The Role of Agentic AI in Marketing
The core of the Databricks strategy is the integration of "agentic" workflows, which move beyond static dashboards. The company has introduced two primary modules:
- Campaign Agents: Designed to facilitate "infinite marketing," these agents automate the creation and adaptation of campaigns in real-time.
- Profile Agents: These automate the ingestion, transformation, and enrichment of customer data to maintain a continuously updated 360-degree view.
By moving these processes closer to the data and Large Language Models (LLMs), Databricks aims to replace rule-based SQL approaches with autonomous agents capable of correcting data quality issues, such as invalid contact information, without manual intervention.

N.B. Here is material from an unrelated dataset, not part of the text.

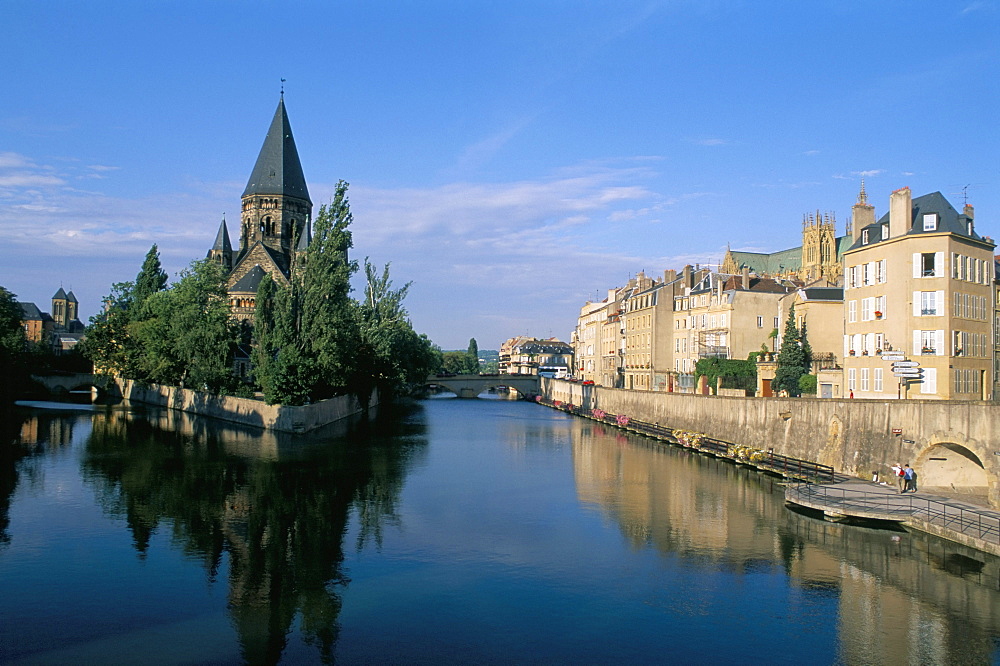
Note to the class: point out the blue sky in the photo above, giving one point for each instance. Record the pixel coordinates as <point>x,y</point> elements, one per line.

Market Impact and Competitive Dynamics
The shift toward agentic marketing platforms is reshaping the landscape for incumbents. While Salesforce remains a dominant player in the CRM space, the rise of unified data architectures puts pressure on companies like Twilio and Segment, which historically provided the middleware Databricks now aims to replace.

| Feature | Traditional CDP | Databricks CustomerLake |
|---|---|---|
| Data Location | Separate from source | Embedded in Lakehouse |
| Architecture | Reverse ETL dependent | Native / Unified |
| Automation | Rule-based / Manual | Agentic / AI-driven |
Despite the ambitious rollout, enterprise adoption remains in the early stages. Large organizations, such as Heineken and Amadeus, have expressed interest in the technology but are currently evaluating how it fits within their existing, complex data ecosystems. As Gartner suggests, this competition signals a broader industry transition toward platforms that consolidate data management and marketing operations into a single, automated architecture.
What Happens Next for Marketing Data
The success of this transition depends on whether companies are willing to move away from proprietary, siloed marketing suites. While Databricks emphasizes its partnership with Salesforce, the move into CDP territory creates a fundamental shift in data ownership. Companies are increasingly prioritizing the reduction of IT costs and data duplication, which acts as a primary driver for adopting unified lakehouse architectures. Expect to see further consolidation as marketing platforms race to integrate LLMs directly into their data processing layers to maintain relevance in an increasingly automated environment.